PCI in STEMI patients was more frequent when AP was higher than 1013.15 hPa (61.8% vs 38.2%, p < 0.001). The incidences of STEMI patients when NO₂, PM₁₀ and O₃ levels overcame the safe threshold were 83.1%, 52% and 8.5%, respectively. A positive correlation was found between the daily number of STEMI subsequently treated with primary PCI and the air pollutant levels of the same day for NO₂ (r = 0.205, p = 0.001), PM₁₀ (r = 0.349, p < 0.0001) and O₃ (r = 0.191, p = 0.002).

Conclusions

A direct and significant correlation exists between the number of daily STEMI patients and the NO₂, PM₁₀ and O₃ air concentration levels of the same day.

Introduction

Over the last years, different studies have suggested that death and hospitalization for cardiovascular (CV) causes are associated with both short- and long-term air pollution exposure [1], [2]. However, the relationships between air pollutant concentration levels and admission for primary percutaneous coronary intervention (PCI) in patients with ST-elevation myocardial infarction (STEMI) have never been assessed.

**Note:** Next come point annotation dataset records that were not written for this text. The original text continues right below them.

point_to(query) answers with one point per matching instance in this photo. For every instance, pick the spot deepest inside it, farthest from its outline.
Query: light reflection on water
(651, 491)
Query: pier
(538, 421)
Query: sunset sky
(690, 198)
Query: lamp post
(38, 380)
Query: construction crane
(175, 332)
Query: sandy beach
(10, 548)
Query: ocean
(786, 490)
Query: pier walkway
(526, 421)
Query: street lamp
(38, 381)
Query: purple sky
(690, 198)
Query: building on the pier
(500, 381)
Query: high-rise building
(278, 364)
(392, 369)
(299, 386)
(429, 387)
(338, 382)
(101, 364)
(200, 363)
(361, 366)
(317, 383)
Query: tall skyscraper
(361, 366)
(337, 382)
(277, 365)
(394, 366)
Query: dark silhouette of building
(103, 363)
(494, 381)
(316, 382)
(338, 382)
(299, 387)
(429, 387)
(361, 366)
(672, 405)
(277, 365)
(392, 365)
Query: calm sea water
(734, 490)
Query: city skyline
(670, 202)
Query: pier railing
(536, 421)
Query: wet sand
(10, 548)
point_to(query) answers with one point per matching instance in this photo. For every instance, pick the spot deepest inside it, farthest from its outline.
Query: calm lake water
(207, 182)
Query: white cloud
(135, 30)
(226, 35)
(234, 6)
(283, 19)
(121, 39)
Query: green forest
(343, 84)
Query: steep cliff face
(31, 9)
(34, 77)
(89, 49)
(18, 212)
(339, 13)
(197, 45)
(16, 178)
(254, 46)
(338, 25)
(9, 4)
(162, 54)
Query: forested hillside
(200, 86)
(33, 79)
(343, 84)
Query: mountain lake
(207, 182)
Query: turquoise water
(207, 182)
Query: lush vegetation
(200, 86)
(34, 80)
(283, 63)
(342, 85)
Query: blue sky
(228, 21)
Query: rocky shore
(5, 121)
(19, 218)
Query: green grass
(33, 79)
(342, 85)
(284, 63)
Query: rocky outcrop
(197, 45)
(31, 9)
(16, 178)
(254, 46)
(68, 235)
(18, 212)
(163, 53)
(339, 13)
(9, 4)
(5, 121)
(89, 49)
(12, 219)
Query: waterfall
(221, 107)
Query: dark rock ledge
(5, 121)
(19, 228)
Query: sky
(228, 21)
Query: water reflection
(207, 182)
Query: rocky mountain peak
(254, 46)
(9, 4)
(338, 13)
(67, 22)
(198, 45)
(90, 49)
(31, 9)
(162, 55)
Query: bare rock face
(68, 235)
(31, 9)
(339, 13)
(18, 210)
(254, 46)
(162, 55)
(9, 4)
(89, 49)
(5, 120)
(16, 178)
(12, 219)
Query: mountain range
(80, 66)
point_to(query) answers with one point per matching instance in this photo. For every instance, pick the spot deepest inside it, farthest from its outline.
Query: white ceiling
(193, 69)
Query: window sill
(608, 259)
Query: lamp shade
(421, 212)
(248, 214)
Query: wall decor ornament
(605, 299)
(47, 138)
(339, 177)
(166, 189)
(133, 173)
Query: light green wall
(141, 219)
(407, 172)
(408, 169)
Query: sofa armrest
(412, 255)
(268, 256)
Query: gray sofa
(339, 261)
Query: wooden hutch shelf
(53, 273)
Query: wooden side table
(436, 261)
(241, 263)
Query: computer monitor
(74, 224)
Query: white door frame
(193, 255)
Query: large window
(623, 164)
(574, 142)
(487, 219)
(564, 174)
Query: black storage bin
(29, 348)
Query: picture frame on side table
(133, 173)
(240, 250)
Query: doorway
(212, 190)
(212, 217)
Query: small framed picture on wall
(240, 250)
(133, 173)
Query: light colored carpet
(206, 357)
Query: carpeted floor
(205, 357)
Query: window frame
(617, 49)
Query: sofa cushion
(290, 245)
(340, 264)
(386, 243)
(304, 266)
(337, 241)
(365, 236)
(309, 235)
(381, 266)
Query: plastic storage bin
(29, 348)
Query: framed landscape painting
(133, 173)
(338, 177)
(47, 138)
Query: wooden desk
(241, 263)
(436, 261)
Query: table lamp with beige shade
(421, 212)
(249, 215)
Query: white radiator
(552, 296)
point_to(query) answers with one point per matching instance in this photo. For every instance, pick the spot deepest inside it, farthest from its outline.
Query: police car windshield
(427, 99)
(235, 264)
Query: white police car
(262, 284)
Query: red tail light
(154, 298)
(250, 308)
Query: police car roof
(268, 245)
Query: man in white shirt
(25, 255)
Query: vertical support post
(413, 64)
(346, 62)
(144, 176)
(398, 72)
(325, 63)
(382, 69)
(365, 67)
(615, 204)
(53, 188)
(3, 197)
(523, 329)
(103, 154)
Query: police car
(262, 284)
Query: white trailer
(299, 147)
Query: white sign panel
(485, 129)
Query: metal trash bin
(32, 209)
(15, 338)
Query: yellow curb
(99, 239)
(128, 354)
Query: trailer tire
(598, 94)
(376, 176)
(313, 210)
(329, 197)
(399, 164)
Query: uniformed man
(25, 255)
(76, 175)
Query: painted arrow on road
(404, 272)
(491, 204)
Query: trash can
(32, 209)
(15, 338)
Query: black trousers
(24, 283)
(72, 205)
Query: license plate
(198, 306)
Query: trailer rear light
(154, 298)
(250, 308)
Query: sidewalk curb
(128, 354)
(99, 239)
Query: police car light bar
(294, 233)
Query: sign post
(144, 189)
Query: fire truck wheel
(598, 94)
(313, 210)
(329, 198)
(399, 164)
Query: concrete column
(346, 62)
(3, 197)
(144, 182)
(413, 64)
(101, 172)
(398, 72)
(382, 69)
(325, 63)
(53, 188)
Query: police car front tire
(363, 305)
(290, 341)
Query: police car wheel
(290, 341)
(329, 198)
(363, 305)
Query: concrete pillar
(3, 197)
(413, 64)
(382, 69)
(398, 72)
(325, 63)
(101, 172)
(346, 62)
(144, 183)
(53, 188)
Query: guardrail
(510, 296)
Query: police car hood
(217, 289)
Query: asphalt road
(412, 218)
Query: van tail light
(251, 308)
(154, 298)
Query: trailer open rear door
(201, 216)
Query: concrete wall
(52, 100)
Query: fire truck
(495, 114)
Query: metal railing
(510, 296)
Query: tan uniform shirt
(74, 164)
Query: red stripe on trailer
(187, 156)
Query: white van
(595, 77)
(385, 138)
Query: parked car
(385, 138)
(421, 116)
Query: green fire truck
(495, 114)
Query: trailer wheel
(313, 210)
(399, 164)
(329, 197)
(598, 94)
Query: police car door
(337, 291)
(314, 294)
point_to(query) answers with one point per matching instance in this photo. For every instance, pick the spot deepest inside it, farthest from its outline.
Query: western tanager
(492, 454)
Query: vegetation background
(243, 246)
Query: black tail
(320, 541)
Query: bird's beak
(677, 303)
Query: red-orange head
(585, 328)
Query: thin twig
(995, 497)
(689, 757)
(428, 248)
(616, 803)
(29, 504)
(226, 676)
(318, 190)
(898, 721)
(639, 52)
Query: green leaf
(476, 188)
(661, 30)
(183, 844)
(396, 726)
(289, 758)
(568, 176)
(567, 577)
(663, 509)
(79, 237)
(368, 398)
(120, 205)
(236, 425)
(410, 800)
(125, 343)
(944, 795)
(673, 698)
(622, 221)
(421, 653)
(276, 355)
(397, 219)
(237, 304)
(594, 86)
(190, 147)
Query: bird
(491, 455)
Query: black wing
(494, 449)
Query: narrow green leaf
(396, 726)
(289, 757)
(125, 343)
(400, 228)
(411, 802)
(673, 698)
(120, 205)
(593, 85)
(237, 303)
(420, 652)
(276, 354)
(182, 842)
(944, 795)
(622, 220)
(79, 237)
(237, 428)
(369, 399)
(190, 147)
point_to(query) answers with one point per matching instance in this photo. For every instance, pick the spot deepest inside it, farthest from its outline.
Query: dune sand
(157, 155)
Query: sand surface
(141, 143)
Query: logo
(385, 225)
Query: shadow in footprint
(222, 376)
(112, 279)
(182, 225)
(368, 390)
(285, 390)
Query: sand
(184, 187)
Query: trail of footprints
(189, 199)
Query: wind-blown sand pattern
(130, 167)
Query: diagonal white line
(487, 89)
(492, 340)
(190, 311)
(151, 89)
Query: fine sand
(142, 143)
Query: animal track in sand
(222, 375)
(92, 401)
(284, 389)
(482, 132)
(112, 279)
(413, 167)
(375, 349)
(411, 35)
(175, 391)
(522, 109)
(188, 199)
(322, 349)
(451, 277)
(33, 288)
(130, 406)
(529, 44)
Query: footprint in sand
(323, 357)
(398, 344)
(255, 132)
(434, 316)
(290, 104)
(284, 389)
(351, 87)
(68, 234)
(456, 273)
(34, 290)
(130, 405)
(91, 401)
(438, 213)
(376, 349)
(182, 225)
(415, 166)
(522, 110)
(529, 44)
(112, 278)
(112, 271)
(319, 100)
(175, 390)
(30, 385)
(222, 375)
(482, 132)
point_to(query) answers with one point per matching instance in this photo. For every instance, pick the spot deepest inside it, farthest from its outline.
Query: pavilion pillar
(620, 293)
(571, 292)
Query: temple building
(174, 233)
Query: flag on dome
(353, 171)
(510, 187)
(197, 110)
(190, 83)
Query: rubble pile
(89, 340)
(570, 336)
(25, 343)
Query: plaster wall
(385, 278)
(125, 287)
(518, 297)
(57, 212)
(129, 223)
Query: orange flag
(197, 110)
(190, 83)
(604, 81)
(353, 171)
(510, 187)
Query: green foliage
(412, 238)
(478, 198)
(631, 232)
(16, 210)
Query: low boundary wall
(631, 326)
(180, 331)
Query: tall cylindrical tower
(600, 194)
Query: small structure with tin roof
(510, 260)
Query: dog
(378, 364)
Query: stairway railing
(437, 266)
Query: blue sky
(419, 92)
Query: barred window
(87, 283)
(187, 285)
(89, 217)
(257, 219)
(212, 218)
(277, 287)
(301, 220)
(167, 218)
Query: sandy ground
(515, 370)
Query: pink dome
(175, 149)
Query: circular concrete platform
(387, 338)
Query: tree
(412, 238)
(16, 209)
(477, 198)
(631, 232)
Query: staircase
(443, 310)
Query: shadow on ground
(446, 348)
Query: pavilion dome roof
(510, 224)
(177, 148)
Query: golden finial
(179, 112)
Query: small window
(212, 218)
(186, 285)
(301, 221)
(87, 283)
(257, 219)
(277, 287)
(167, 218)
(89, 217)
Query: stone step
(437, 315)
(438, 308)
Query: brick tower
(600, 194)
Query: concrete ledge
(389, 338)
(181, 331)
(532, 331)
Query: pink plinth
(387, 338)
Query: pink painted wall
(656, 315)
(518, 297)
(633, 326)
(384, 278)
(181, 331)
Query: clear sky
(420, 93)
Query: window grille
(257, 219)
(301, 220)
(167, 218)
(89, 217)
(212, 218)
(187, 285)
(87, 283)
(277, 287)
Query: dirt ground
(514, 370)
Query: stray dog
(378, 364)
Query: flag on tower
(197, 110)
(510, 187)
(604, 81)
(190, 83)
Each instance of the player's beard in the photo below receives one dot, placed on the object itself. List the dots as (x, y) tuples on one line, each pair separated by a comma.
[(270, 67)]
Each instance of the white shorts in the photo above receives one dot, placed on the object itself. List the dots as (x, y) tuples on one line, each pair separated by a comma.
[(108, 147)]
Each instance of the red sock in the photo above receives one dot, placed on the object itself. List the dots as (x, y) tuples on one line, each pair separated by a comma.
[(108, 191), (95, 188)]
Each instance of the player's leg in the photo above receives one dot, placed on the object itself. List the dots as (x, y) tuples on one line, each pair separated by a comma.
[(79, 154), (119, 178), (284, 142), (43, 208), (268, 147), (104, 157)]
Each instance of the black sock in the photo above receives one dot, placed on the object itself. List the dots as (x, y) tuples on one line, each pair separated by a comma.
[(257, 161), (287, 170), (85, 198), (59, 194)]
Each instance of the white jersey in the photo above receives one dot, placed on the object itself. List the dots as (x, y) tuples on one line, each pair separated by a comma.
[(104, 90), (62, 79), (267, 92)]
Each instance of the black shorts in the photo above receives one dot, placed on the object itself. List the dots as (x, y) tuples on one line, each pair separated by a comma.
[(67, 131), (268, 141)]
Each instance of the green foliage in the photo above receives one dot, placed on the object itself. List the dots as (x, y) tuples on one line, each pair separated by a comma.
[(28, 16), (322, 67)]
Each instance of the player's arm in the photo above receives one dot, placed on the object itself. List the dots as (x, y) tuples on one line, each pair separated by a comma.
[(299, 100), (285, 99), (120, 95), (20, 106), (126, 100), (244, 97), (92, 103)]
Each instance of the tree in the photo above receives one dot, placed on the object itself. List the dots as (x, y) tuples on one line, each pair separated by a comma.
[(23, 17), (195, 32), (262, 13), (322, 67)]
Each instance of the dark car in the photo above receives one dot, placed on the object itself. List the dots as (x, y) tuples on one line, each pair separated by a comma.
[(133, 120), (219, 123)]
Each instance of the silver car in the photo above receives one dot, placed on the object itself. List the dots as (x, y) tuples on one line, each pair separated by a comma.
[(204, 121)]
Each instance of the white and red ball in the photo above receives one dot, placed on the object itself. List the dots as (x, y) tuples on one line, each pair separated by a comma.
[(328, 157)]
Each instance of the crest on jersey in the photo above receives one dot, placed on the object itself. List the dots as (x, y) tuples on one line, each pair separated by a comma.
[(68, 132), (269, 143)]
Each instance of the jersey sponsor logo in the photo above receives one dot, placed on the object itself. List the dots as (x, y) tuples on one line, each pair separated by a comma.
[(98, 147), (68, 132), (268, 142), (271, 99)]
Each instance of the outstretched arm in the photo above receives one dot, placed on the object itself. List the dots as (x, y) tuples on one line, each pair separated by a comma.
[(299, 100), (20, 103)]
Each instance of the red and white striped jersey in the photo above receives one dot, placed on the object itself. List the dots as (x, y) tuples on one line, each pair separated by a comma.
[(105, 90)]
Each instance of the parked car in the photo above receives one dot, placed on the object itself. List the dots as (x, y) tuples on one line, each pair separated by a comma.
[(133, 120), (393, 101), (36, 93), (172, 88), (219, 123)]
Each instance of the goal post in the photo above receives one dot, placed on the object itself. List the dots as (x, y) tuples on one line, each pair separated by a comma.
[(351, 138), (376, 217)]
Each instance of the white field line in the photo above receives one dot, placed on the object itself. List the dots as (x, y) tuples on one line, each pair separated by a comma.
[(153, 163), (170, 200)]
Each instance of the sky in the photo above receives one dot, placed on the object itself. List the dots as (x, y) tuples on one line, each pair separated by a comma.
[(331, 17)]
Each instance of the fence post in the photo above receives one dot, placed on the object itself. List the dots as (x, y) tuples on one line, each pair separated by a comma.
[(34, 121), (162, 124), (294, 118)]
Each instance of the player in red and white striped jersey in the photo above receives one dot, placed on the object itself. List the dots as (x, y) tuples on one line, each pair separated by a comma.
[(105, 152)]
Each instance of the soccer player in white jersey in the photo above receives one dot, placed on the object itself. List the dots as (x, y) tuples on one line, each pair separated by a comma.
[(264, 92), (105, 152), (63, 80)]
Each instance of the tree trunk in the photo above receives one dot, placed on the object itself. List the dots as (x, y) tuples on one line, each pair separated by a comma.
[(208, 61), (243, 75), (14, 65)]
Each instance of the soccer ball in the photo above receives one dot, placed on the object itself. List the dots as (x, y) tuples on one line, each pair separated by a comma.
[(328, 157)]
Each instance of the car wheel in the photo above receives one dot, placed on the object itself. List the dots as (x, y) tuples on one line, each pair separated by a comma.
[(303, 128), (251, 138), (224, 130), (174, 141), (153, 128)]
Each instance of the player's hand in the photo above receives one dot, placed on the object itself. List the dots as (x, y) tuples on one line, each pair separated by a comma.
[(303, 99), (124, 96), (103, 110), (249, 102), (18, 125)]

Air pollution could be defined as a heterogeneous complex mixture of particulate matter (PM), gasses and liquids. In the past, some of these pollutants have been investigated as triggering factors for CV disease (CVD), such as nitrogen dioxide (NO₂), carbon monoxide (CO), particulate matter (PM) (both PM₁₀ and PM_2.5) and sulfur dioxide (SO₂) [3]. In particular, previous studies have demonstrated an association between air pollution and AMI, heart failure exacerbation, stroke and ventricular arrhythmias [4], [5], [6]. However, the impact of air pollution on CVD is more complex to assess. Indeed, air pollution is a dynamic event since the different concentration levels of these substances change throughout days, months and seasons. Moreover, some meteorological variables, as air temperature and atmospheric pressure (AP), could significantly influence their air concentration levels. As well known, STEMI typically involves plaque rupture, thrombus formation and coronary artery occlusion. In this regard, it has already been demonstrated that exposure to PM_2.5 is associated to inflammation, enhanced thrombosis, autonomic imbalance and vascular dysfunction [1], [7]. Furthermore, PM size seems to be related with both CV morbidity and mortality [8], [9].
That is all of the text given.